The Authorization Coverage Lifecycle places organizations by the ratio of governed agents to total agents, and most who believe they are in Resolution are reading a number that has quietly stopped meaning what they think. Reaching Stage 3 was supposed to prove authorization was current. With agents that revise themselves, currency needs its own test, separate from existence. The fix is not another framework. It is one field the photograph never needed and the moving agent cannot do without: the date and version the authorization was last reconciled against the agent's actual behavior, not the date the statement was signed. An intent statement with no behavioral-reconciliation date is the new artifact gap. It is a record that was true once. The full lifecycle, including how coverage decays even when the ratio holds, is here.

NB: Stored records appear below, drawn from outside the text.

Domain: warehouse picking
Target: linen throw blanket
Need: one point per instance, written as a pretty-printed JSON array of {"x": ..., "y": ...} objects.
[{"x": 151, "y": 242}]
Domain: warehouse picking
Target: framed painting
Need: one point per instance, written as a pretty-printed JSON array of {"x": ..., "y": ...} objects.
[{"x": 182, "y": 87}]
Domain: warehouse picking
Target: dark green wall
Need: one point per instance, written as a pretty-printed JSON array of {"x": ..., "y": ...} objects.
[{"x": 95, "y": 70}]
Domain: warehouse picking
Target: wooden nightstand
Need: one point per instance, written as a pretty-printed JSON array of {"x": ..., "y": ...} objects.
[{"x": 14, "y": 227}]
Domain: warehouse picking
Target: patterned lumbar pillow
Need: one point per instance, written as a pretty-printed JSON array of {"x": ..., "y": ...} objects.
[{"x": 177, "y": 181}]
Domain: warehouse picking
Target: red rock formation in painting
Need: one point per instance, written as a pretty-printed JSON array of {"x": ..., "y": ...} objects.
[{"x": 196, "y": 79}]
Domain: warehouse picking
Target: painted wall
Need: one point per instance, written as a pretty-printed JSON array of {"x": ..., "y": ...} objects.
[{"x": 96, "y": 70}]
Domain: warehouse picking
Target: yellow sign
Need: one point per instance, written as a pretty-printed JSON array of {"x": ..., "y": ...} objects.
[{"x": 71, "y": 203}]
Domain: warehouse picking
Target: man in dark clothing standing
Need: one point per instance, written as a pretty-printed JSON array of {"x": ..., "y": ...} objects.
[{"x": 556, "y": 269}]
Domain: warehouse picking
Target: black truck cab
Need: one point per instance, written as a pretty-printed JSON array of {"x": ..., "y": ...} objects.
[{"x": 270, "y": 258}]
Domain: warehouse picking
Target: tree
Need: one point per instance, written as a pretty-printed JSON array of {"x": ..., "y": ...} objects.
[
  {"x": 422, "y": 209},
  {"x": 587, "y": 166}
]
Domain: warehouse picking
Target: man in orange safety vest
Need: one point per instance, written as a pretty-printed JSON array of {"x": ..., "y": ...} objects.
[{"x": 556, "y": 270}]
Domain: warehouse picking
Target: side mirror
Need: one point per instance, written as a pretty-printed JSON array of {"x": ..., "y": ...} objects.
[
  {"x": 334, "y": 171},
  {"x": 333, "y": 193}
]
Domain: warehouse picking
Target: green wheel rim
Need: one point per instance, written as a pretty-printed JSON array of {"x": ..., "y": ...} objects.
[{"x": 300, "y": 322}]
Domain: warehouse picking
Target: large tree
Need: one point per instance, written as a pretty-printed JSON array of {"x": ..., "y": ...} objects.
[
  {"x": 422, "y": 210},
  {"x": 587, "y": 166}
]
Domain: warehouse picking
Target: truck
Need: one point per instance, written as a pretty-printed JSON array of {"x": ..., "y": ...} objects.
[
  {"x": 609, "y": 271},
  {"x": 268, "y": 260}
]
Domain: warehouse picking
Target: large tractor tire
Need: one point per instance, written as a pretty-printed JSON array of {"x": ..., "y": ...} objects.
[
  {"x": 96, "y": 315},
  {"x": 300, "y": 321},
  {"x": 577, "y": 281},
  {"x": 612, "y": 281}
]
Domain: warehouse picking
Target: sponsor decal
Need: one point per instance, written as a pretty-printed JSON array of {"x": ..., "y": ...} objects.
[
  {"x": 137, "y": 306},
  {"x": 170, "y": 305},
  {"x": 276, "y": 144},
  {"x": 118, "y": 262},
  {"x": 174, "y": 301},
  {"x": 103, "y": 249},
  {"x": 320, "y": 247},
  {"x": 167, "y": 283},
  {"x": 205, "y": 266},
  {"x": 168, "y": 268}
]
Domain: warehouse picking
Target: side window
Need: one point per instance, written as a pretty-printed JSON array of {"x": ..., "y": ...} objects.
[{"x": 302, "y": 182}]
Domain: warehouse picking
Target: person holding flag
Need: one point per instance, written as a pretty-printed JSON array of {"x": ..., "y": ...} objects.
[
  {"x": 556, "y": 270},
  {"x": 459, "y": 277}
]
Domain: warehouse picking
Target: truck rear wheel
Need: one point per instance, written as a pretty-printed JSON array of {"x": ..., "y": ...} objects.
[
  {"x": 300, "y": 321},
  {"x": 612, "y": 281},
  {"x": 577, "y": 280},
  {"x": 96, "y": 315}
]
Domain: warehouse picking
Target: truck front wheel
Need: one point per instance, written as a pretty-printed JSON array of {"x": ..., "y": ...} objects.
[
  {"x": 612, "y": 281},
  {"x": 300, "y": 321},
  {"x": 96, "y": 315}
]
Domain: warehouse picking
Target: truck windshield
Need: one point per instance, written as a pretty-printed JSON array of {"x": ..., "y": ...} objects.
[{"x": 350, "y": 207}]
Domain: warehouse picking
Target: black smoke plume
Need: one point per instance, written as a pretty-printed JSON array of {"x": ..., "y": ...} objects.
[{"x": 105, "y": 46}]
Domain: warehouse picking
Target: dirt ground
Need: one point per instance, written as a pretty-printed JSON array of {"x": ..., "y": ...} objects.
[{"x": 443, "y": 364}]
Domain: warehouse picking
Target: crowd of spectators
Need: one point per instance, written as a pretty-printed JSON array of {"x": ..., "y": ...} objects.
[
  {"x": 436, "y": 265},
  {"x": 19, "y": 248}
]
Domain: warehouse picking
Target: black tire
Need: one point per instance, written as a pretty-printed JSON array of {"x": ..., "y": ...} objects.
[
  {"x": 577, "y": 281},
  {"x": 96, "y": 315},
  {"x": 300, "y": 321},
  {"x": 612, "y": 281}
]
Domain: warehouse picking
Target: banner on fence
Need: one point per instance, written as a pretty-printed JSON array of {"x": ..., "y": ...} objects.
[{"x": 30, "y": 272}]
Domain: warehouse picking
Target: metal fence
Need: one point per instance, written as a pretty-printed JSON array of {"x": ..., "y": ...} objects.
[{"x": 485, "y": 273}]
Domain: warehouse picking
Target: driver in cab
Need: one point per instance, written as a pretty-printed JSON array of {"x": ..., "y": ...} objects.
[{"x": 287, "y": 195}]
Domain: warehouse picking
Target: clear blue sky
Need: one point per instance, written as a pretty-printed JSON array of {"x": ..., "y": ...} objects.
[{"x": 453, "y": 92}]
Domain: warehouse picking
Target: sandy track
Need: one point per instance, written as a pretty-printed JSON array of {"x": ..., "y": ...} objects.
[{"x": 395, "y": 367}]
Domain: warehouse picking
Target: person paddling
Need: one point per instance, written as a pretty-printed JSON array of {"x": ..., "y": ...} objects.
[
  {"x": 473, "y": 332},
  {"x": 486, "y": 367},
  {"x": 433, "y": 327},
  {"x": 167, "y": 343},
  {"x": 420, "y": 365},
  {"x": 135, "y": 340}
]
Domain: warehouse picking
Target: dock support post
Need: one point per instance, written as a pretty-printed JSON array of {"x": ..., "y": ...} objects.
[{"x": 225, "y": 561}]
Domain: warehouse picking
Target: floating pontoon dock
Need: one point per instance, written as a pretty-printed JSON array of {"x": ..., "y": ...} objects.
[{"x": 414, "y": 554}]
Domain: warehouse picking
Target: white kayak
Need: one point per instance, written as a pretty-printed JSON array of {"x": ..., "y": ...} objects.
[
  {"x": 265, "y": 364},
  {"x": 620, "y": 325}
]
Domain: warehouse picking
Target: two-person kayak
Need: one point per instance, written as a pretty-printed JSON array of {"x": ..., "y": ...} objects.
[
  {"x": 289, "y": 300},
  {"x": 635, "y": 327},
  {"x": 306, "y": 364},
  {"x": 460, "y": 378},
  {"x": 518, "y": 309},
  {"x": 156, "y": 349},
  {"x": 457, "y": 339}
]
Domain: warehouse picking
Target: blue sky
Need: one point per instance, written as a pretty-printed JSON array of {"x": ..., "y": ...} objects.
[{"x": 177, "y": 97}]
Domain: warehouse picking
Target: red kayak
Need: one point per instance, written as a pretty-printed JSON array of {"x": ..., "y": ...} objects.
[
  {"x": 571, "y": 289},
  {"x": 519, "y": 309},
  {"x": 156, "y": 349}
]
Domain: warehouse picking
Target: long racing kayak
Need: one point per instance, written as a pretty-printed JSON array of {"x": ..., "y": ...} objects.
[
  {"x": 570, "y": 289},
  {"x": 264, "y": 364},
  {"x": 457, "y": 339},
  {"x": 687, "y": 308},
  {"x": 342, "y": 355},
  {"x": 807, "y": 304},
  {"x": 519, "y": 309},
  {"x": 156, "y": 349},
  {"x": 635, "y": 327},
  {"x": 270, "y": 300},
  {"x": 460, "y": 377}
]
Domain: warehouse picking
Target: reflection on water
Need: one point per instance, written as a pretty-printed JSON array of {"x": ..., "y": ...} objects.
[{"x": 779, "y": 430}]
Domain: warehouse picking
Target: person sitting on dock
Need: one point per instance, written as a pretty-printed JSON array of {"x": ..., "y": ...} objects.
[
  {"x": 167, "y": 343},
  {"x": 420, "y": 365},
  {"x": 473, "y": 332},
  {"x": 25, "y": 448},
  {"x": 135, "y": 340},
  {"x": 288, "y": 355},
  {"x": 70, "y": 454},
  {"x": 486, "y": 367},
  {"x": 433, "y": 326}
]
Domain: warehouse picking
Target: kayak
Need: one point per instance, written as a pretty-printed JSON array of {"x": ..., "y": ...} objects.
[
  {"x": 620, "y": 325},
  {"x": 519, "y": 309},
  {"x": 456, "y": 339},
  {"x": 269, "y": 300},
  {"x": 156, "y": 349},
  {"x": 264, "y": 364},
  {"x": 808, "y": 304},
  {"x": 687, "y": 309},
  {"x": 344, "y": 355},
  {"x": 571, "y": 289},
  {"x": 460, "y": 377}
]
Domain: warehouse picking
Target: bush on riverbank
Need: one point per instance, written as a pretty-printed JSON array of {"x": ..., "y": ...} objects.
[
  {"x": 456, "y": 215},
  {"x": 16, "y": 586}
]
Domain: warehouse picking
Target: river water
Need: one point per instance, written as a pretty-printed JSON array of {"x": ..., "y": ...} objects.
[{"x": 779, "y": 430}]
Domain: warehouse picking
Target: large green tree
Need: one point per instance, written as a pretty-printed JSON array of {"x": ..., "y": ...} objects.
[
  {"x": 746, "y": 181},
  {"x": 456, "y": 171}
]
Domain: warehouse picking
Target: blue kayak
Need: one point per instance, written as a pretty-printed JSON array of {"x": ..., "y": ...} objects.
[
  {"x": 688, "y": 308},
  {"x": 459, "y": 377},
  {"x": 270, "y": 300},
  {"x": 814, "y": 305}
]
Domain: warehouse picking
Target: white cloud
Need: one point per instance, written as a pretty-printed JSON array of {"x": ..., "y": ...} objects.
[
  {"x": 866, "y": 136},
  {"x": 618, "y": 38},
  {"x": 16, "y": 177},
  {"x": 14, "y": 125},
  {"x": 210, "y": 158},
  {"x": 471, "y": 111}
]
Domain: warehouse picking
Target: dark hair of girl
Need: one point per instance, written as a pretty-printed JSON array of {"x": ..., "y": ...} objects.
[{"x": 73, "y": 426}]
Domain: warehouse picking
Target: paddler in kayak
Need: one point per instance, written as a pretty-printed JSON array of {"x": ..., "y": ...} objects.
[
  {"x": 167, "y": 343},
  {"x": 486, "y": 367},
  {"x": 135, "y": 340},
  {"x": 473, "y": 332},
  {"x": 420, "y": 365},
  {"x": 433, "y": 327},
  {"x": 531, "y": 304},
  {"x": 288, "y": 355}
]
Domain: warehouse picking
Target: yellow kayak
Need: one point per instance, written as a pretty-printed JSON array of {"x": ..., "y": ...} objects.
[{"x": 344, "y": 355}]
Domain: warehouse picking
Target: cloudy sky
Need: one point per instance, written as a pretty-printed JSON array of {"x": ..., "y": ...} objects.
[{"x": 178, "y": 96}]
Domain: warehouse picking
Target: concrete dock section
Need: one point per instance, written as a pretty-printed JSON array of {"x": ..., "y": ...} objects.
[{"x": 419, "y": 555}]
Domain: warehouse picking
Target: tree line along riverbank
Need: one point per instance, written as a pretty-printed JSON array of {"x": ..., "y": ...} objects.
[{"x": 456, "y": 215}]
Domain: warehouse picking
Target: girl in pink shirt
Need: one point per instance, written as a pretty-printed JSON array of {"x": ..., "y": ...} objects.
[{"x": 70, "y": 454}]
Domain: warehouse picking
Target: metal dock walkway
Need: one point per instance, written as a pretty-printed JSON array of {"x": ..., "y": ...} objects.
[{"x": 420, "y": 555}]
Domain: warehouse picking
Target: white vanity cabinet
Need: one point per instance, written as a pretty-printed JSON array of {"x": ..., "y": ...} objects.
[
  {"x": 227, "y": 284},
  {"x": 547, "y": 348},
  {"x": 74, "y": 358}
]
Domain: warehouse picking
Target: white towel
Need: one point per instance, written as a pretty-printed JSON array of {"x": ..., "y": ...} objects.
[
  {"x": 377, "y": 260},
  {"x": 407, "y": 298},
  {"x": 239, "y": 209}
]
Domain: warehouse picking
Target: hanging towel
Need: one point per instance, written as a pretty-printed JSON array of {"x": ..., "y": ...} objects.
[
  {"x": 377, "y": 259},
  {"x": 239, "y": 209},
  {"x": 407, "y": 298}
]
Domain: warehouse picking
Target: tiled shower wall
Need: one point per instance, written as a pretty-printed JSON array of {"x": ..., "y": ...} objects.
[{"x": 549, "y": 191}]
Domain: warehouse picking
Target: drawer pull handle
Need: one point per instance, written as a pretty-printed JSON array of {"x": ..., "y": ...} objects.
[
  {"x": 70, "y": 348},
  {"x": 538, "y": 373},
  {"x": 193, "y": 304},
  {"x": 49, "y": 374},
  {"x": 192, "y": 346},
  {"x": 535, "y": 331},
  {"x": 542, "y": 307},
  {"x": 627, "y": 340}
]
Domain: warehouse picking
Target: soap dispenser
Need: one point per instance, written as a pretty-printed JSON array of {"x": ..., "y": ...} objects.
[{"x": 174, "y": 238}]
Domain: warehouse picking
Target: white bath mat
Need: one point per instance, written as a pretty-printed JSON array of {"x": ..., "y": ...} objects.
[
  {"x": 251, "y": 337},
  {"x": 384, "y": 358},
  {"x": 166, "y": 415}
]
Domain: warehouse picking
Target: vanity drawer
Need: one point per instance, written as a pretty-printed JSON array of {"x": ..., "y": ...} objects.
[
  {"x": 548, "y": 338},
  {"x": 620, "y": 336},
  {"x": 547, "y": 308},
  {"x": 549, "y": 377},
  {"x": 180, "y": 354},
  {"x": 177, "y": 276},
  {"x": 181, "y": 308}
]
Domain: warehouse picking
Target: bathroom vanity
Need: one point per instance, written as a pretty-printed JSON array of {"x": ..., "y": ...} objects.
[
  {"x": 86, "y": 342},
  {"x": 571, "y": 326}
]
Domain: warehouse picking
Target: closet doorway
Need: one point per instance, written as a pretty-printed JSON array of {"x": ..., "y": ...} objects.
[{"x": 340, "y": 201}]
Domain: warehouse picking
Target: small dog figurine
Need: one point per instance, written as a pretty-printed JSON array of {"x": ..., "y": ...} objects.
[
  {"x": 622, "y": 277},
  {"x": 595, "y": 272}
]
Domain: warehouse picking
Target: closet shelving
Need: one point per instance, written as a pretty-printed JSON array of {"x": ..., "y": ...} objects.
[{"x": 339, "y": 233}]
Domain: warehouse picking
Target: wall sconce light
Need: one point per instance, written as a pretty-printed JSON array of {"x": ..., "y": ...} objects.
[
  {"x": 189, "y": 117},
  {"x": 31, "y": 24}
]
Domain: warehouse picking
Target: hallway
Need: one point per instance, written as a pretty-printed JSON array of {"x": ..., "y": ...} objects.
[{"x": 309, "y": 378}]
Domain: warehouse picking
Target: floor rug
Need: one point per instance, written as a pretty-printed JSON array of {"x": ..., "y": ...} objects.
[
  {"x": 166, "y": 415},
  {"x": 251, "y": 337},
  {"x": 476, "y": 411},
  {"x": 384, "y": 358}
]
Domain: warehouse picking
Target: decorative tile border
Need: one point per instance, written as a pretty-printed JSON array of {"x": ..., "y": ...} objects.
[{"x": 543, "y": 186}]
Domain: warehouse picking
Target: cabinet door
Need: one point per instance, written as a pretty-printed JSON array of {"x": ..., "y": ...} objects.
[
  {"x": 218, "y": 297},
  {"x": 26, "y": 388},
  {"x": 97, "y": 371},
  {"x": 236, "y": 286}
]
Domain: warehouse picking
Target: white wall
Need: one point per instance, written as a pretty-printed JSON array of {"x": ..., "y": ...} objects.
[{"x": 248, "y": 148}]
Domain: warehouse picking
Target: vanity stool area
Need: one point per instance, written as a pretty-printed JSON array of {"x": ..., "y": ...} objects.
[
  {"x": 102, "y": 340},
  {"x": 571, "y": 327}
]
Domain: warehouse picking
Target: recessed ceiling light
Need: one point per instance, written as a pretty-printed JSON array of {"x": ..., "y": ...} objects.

Microsoft built the always-on agent and the loop that lets it change. Both arrived the same week, to the same applause. Neither came with the field that tells you whether the agent you signed off on is still the agent in the room.

In your environment, the agents reporting green on the coverage ratio: when was any of them last checked against what it actually does now, rather than what its signed record says it was authorized to do then?